By Scott Nyman
Google announced their interactive television platform earlier this year, promising to bridge the gap between content sourced from traditional broadcast and up-and-coming internet streaming services. Running an adapted version of Google’s Android operating system (which has proven itself to be a magnet to intellectual property litigation, but that is a whole matter altogether…), the Google TV platform has already been integrated into select televisions and set top boxes. Google’s contender promises big things for the living room.

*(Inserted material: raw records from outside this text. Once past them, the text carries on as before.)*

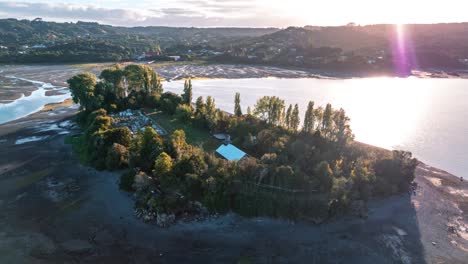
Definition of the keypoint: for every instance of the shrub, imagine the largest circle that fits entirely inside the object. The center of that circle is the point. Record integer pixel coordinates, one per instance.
(169, 102)
(184, 112)
(117, 157)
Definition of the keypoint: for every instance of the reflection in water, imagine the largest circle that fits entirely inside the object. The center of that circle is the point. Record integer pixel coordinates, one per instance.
(425, 116)
(30, 104)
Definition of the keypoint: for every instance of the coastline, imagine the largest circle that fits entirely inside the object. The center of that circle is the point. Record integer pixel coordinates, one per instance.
(46, 216)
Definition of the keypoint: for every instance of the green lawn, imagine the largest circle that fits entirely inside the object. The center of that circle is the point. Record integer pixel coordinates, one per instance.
(195, 136)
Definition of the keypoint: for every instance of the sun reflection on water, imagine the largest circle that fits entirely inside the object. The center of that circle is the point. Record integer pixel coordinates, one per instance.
(384, 103)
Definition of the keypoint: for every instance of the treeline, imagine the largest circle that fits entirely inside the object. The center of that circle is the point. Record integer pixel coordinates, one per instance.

Recently, Google has been struggling to deliver the grand experience that it had been promising. Television networks have began blocking access to their online content through the Big G’s boxes, likely fearing a drop in the large revenues generated through broadcast advertising. So far, Google TV’s list of haters includes FOX, ABC, NBC, CBS and now Viacom. The Viacom family includes networks such as Comedy Central, CMT, BET, Spike, Nickelodeon, VH1 and the MTVs (all 200 of them).
The last entry in that list is particularly interesting, seeing how Viacom just recently lost their $1 billion copyright infringement suit against Google. In that case, Viacom claimed that Google’s slight of hand allowed the large scale infringement of Viacom’s copyrights through user postings on Google’s popular video sharing site, YouTube. In the ruling, U.S. District Court Judge Louis Stranton ruled against Viacom by stating, “mere knowledge of the prevalence of (copyright violations) in general is not enough” to make YouTube and Google liable.
Viacom plans to appeal the ruling as soon a possible. In the mean time, Viacom doesn’t seem hesitant to do everything in their power to make Google’s life difficult, even if they can only do it one MTV at a time.